Follow Concept Capability
Status: Lost capability - needs restoration
Use Case: Navigate the graph by following concepts without retyping queries
Workflow: 1. User performs initial search (concept/neighborhood/path) → graph loads 2. User left-clicks a node → node highlights ("You Are Here") 3. User right-clicks highlighted node → context menu appears 4. User selects "Follow [Concept Name]" or "Add [Concept Name] to Graph" 5. System queries using concept's existing embedding (no recomputation needed) 6. New graph loads: - Follow: Replace graph with new query results (clean slate) - Add to Graph: Merge new results with existing nodes/edges (additive)

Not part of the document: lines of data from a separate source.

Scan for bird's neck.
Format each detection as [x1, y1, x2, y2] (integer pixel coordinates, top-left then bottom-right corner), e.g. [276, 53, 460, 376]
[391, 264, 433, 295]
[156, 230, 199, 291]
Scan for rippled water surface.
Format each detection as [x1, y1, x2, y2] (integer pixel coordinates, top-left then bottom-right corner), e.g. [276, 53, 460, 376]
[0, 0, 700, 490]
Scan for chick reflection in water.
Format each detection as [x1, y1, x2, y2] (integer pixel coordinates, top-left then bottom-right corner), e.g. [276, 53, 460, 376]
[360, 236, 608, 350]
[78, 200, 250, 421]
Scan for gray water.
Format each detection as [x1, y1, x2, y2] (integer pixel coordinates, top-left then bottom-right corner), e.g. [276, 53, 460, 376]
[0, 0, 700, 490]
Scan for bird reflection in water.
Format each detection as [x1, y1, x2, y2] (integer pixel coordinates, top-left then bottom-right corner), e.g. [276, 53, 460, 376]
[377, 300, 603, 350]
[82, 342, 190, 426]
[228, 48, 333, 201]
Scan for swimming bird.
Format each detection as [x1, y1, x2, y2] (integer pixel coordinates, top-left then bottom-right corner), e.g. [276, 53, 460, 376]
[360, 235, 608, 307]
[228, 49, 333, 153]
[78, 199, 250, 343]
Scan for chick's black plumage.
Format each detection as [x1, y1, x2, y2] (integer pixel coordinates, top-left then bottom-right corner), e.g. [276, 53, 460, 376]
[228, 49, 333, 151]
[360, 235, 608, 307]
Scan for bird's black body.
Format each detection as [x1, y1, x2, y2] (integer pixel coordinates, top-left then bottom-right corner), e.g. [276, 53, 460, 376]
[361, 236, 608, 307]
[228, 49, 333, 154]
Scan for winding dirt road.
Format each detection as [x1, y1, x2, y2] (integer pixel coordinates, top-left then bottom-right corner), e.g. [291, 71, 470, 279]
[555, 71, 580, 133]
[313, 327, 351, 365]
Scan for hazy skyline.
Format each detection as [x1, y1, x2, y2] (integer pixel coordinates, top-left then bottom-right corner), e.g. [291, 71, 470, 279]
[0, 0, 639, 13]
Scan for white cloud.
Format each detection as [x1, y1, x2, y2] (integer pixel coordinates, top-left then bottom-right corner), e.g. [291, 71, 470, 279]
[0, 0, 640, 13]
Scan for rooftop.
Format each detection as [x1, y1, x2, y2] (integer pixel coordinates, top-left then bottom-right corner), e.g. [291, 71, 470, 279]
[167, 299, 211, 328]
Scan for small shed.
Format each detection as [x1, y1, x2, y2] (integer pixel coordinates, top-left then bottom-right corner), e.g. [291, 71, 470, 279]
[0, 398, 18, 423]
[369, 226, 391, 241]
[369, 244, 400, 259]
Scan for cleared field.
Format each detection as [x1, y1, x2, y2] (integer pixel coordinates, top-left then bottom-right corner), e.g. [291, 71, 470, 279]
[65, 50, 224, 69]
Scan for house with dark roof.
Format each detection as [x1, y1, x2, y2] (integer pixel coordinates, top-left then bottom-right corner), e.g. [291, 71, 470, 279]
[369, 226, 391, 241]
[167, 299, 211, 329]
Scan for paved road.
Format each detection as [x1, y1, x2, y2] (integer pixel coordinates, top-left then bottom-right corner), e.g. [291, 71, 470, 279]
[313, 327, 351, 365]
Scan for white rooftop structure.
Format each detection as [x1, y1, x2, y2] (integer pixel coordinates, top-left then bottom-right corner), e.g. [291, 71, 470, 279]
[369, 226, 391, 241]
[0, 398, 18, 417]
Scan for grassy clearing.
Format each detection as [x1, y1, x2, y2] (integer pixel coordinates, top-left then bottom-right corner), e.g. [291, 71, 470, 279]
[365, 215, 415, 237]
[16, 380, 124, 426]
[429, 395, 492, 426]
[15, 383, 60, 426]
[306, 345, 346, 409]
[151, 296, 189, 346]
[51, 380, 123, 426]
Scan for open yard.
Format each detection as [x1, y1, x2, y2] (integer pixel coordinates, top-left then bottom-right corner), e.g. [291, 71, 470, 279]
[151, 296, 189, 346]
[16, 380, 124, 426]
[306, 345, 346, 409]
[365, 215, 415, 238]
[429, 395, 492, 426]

Key Implementation Details:
- No Embedding Recomputation: The concept already has embeddings stored in the database
- Respects Similarity Threshold: Uses current similarity threshold slider setting
- Direct API Query: Bypasses text → embedding flow, queries directly using concept data
API Call Pattern:
// User right-clicks concept node and selects "Follow"
async function followConcept(conceptId: string, mode: 'replace' | 'add') {
// Fetch concept details including embedding
const concept = await apiClient.get(`/query/concept/${conceptId}`);
// Query using existing embedding (no need to generate new one)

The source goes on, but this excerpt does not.